Location: Aurora, IL

Info: I'm happily married to my husband and champion pro-life activist, Matt. I stay home with my three small boys; Ambrose (11/06), Peter (3/08), and Joseph (9/10).

Wednesday, December 12, 2007

the good ol' department of motor vehicles

This morning, I made a trip over to the DMV to renew my driver's license. I hate the DMV. Today, however, I was delighted to find the place practically empty and walked right up to the counter. No lines. No wait. It was wonderful.

But the DMV has a way of always being a rotten place to go, and just when I began to think I might not absolutely detest my experience, the clerk opened her mouth.

Eying Ambrose in the mei tai on my back, she says, "Are you sure he's in there right?"
A quick pat over my back and I assured her that yes, he was.
"He won't fall out?"
"Nope, he's nice and snug."
"I bet he'll climb out one of these days. Aren't there any buckles or anything?" (WHAT?! No PLASTIC?! I can't believe it even WORKS!!!)
"Oh, no. It's just cloth. It's really comfy."
"Hm. Well, I bet he'll learn to climb out." (smiles at Ambrose) "Won't you?"
"I hope not. He really likes it in there."
"My daughter uses one of those...what are they called? Baby Bjorn. Those are nice."
"Yeah." (Mentally rolling my eyes at her, and at everyone who truly thinks a baby bjorn holds a candle to a mei tai.)

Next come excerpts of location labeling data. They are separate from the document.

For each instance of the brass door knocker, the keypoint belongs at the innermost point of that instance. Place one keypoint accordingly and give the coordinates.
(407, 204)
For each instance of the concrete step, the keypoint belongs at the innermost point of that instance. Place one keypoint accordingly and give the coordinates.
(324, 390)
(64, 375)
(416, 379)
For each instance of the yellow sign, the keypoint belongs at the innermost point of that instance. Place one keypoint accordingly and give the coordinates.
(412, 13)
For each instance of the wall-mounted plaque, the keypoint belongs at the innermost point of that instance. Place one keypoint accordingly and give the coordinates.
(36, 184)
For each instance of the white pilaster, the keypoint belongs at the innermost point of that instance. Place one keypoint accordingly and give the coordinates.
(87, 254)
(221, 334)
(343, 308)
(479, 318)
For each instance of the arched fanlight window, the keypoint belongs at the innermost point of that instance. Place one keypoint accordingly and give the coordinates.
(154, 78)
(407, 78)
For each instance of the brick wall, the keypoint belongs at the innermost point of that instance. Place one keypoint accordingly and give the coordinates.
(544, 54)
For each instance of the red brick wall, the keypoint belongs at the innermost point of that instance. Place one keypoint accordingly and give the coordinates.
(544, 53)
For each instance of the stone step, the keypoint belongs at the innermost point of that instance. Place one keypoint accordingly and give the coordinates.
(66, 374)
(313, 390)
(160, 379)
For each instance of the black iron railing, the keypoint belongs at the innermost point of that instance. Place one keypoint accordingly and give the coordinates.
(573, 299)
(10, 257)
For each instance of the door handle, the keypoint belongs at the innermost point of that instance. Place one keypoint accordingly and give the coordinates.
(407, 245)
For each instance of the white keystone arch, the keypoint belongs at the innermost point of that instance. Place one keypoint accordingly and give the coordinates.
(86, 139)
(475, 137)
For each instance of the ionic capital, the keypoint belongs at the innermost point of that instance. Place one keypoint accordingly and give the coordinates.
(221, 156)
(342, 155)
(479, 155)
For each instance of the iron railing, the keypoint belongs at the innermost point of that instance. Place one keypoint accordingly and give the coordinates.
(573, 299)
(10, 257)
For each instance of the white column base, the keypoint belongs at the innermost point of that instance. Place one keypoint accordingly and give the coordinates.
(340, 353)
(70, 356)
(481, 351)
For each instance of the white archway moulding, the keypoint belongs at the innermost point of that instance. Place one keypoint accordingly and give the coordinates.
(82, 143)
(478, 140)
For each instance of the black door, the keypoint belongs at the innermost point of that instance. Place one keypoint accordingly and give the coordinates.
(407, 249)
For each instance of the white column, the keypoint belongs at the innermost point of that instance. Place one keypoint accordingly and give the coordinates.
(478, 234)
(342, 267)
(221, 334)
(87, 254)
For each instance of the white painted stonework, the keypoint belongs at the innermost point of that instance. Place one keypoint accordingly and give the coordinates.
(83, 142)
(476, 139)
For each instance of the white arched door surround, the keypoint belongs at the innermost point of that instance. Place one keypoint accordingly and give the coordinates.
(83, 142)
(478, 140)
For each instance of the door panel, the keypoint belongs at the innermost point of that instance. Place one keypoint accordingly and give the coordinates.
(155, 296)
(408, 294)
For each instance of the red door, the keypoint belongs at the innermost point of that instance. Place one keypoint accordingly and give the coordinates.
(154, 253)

To her credit, she did go on to ask me where I got it, and said it was very pretty. This really wasn't the part of the conversation that irked me the most.

Later on, she was confirming all the information on my old license.
"Height and weight still the same?," she asked, peering over her glasses.
"Yes." And truthfully, they were accurate--yes, weight too--even with being pregnant.
She gave me a long once-over, smiled sympathetically and then said, "I understand."

See you in four years, you mean old lady!

Comments on "the good ol' department of motor vehicles"

 

Blogger Sarah Faith said ... (December 17, 2007 7:39 PM) : 

one time someone asked me "Is his leg supposed to be turning blue?" and i laughed, then looked and it was kinda cutting off his circulation... lol :-) pretty awful.

 

Blogger John Jansen said ... (December 18, 2007 10:36 AM) : 

I hate the DMV.

I think it's pretty much obligatory when one talks about the DMV to state one's hatred thereof.